With less than a month to go before a scheduled regulatory decision on its lead asset, clinical-stage biotech ImmunoGen said its SVP/chief commercial officer, Kristen Harrington-Smith, will step down from her post.
The company is developing mirvetuximab soravtansine, an antibody drug conjugate, in ovarian cancer patients who express high levels of folate receptor alpha (FRα) and who are resistant to chemotherapy. The agent is under priority review at the Food and Drug Administration and has a PDUFA date of November 28.
Harrington-Smith is set to depart on November 16 “for personal reasons to pursue a new opportunity closer to her home,” ImmunoGen said in a statement this week.
In the company’s third-quarter earnings announcement Friday, president and CEO Mark Enyedy reassured investors that preparations to launch mirvetuximab this month were complete. The CEO used an analyst call Friday morning to put a finer point on those activities.
“Our highly experienced field team is fully staffed and out engaging with customers; our distribution, market access and patient support infrastructure is in place; and we have vials of commercial-ready drug product in inventory awaiting labeling and packaging,” he said on the call. “We are ready to rapidly deliver mirv’ to patients upon approval.”
About 4,300 doctors treat ovarian cancer in the U.S. ImmunoGen plans to focus initially on the 400 or so who treat roughly a third of all patients, said Enyedy, before expanding to the broader market.
ImmunoGen estimates that there are 19,500 drug-treatable, second- through fourth-line ovarian cancer patients in the U.S. each year. Roughly 35% to 40% of those express high levels of FRα and 75% currently receive single-agent chemo or a non-bevacizumab regimen.

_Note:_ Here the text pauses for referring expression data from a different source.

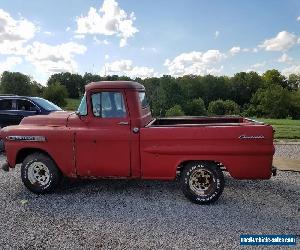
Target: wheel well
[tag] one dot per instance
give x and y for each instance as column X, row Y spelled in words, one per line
column 181, row 166
column 23, row 153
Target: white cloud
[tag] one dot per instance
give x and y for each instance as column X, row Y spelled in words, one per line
column 217, row 33
column 282, row 42
column 51, row 59
column 285, row 58
column 235, row 50
column 197, row 63
column 126, row 67
column 9, row 63
column 109, row 20
column 79, row 36
column 48, row 33
column 294, row 69
column 258, row 65
column 14, row 33
column 98, row 41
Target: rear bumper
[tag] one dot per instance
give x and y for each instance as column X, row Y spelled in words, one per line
column 274, row 171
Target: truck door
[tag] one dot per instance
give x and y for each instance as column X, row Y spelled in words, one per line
column 103, row 143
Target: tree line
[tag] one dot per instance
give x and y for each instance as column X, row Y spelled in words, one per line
column 270, row 95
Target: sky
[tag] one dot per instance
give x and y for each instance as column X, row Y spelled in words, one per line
column 149, row 38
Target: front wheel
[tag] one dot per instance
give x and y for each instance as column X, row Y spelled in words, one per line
column 39, row 173
column 202, row 182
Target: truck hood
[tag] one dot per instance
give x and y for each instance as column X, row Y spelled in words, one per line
column 58, row 118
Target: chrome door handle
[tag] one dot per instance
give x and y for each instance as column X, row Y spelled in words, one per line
column 123, row 123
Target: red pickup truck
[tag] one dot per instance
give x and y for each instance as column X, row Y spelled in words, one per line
column 114, row 135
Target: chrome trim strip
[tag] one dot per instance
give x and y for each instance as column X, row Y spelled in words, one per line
column 32, row 138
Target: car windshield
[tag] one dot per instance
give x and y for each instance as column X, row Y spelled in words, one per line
column 45, row 104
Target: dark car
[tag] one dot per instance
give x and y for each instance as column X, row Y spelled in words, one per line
column 14, row 108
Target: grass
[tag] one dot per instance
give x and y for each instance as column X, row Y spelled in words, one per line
column 285, row 128
column 72, row 104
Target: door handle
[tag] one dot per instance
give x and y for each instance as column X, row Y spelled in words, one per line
column 123, row 123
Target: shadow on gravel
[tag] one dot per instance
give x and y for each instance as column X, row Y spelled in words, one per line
column 238, row 193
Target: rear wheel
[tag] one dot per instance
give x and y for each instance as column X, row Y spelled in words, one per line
column 202, row 182
column 39, row 173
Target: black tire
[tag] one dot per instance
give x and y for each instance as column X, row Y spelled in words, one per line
column 202, row 182
column 40, row 174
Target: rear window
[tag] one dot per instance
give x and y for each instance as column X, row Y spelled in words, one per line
column 143, row 99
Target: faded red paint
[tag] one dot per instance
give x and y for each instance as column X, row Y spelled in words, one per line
column 88, row 146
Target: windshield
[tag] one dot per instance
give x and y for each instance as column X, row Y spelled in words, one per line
column 82, row 109
column 45, row 104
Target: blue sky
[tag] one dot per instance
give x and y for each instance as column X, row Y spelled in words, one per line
column 149, row 38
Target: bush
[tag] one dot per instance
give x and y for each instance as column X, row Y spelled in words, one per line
column 220, row 107
column 56, row 93
column 175, row 111
column 195, row 107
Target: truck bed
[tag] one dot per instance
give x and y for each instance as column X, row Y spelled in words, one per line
column 198, row 121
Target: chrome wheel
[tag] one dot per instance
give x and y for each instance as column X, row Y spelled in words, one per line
column 201, row 182
column 38, row 174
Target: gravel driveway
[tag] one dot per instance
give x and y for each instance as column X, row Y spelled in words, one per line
column 130, row 214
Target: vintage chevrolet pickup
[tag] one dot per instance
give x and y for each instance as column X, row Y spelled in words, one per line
column 114, row 135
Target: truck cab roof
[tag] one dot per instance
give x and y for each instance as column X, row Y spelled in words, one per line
column 115, row 85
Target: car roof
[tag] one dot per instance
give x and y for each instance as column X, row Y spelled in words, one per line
column 16, row 97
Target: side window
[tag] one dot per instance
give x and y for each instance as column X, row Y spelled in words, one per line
column 25, row 105
column 143, row 99
column 108, row 105
column 5, row 104
column 82, row 109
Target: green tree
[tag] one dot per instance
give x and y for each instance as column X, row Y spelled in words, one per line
column 36, row 89
column 56, row 93
column 295, row 104
column 73, row 82
column 15, row 83
column 273, row 77
column 175, row 111
column 272, row 102
column 294, row 81
column 243, row 86
column 196, row 107
column 220, row 107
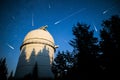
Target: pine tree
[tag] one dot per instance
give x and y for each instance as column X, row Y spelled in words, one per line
column 110, row 47
column 86, row 48
column 3, row 69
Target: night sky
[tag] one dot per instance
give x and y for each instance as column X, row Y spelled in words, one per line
column 18, row 17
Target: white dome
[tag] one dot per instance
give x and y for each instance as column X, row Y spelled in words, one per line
column 40, row 35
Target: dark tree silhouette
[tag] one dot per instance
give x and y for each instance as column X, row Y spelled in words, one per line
column 61, row 65
column 86, row 48
column 3, row 69
column 11, row 76
column 110, row 47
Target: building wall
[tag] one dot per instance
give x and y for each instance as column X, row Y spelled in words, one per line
column 35, row 53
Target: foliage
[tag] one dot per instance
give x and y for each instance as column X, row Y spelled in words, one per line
column 3, row 69
column 62, row 63
column 85, row 44
column 110, row 47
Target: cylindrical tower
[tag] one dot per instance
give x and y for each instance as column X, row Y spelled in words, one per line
column 37, row 53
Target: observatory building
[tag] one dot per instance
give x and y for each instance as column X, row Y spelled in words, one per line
column 36, row 54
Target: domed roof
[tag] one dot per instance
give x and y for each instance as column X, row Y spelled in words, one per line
column 40, row 33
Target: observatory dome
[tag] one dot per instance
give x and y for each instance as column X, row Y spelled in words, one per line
column 40, row 35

“This gives us a market opportunity of roughly 5,200 patients for our anticipated initial label,” Enyedy said.
Upon approval, the firm plans to pursue a label expansion to market mirvetuximab for another 1,800 FRα-high patients, giving it a total opportunity of 7,000 patients in the platinum-resistant setting. Further studies could move the drug into platinum-sensitive disease, expanding the market above 11,000 patients. The MIRASOL trial, set to read out in early 2023, is designed to support a conversion from accelerated approval to full US approval.
While Harrington-Smith will play a role in the transition process, VP of market access Todd Talarico will serve as interim leader of the commercial organization during the search to identify a new permanent commercial chief, ImmunoGen said.
The company’s statement noted that Harrington-Smith’s departure is “unrelated to the company’s business performance,” including expectations relating to the potential approval of mirvetuximab.
ImmunoGen reported third-quarter revenue of $15.4 million, up 14.4% versus the year-ago quarter. Selling, general and administrative (SG&A) expenses came in at $33.6 million, a 32.6% increase versus the same quarter last year. That was due primarily to building those commercial capabilities, including hiring of personnel, in preparation for the potential U.S. launch.
Ovarian cancer is the leading cause of death from gynecological cancers, claiming the lives of roughly 13,000 women each year in the U.S., according to the National Institutes of Health.